Kürt siyasi hareketi ise tamamen farklı bir eksende ilerliyor. Siyasi statü, kolektif haklar, resmi muhatap gibi taleplerden yola çıkıyor, sorun, çözüm, siyaset olarak bunları temel alıyor.

İki uç nokta...

Kürtlerin siyasi beklentisi hükümet tarafından kabul edilemez, siyaset ötesi bir durum olarak algılanırken, hükümetin bakışı da Kürt siyasi hareketi tarafından bir tasfiye stratejisi olarak görülüyor.

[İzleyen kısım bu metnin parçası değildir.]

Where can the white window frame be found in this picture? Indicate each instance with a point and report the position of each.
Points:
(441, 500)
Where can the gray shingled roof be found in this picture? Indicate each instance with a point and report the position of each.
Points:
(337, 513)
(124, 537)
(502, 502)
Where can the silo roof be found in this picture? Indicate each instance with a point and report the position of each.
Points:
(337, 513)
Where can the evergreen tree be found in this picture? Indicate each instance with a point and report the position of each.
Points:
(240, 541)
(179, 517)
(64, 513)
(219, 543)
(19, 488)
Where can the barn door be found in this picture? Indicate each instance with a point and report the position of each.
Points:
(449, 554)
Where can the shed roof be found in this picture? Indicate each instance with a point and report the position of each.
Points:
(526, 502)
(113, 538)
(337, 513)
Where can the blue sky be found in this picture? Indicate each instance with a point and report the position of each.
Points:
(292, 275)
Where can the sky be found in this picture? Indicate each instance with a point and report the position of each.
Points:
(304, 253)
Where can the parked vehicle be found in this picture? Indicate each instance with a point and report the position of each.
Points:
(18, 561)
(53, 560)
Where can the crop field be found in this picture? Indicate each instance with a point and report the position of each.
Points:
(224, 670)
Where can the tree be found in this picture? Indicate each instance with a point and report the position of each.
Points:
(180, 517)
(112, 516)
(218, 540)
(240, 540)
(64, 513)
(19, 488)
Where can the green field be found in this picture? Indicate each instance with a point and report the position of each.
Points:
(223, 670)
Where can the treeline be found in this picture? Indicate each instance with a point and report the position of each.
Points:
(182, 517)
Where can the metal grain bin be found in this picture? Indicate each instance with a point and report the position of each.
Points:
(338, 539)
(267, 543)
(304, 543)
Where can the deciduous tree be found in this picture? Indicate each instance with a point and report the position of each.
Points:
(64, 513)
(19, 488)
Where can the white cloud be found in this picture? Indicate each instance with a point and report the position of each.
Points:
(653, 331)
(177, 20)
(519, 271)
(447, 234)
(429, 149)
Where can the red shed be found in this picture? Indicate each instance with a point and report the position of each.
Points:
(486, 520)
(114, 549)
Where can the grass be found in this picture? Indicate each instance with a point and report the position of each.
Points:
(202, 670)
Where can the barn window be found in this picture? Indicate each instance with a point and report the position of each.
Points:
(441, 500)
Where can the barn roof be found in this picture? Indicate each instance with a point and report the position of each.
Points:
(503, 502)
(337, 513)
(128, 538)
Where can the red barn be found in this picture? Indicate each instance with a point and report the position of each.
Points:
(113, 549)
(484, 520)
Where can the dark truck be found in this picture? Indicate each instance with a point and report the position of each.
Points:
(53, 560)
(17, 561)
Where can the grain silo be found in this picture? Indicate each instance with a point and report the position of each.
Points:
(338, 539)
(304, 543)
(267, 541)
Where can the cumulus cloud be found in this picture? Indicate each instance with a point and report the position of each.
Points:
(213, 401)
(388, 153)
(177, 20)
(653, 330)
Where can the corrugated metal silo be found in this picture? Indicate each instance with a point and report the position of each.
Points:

Siyasi alanda hiçbir kesişme yok, karşılaşmanın olduğu tek alan ise 'şiddet'... Farklı diller arasındaki gidiş gelişler ise sadece şiddet üzerinden oluyor. Şiddet her iki taraf içinde mücadele etme amacının ötesinde bir rol oynuyor.

Bugün ana sorun da bu...

Nasıl?

Siyasi iktidardan başlayalım. Şiddet ya da sert güvenlik politikaları devlet için ilk bakışta meşru bir tedbir aracı...

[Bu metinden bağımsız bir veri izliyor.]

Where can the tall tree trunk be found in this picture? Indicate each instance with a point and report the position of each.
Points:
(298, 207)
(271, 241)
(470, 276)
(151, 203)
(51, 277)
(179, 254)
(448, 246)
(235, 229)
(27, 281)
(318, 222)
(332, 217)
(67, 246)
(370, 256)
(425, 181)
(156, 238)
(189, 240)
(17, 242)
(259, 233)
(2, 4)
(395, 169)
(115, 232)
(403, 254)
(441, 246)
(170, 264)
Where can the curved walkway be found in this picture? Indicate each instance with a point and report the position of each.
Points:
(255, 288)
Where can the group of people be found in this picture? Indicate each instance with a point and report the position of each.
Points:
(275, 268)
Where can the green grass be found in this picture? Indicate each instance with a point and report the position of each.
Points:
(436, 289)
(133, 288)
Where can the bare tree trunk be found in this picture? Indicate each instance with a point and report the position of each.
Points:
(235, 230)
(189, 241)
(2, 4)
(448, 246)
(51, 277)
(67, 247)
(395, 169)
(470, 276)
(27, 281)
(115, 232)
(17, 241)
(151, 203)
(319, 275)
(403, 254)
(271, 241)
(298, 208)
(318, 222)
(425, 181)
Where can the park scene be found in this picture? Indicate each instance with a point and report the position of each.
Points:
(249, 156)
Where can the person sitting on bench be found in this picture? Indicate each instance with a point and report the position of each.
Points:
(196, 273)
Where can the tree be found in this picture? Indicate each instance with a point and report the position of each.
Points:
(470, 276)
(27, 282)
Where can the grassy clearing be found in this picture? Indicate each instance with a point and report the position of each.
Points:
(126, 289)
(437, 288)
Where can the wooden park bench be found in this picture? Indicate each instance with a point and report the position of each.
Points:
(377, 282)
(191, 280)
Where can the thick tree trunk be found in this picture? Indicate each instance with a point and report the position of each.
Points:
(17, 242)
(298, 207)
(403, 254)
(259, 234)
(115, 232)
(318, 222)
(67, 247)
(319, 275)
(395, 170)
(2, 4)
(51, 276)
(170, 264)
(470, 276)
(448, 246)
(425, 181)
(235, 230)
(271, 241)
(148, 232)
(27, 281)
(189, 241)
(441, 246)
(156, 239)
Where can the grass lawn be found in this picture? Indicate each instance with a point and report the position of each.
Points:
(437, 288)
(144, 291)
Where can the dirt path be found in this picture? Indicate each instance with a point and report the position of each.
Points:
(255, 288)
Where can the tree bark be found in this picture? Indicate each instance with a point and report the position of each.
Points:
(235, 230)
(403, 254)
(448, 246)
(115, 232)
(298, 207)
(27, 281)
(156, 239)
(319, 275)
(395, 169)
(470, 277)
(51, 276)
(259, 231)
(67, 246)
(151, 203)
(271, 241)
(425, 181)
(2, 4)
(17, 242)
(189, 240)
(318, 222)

Ancak bir adım sonrasında işlevi açısından her anlamda başkalaşıyor. Siyasi iktidarın çözüm projesini ikame eden bir rol oynayacak çapa ulaştığı andan itibaren, bir 'imkansızlığı', hatta bir 'aczi' ifade ediyor. Sorunu tanımlamak ve çözmek için kullanılan 'siyasi araçların yetersizliği ve işlevsizliği' olarak karşımıza çıkıyor.

Bu durumda şunu söylemek yanlış olmaz: Meseleye Ak Parti ya da AK Parti'nin sorumluluğu açısından bakıldığında karşımıza çıkan 'ataerkil siyaset krizi'dir.

Gerçekten de 'talep-karar etkileşimini' dışlayan, sadece istenmeden vermek ve takdir etmek üzerinden yol alan AK Parti'nin siyaset anlayışı en büyük engelle Kürt alanında, Kürt sorununda karşılaşmıştır.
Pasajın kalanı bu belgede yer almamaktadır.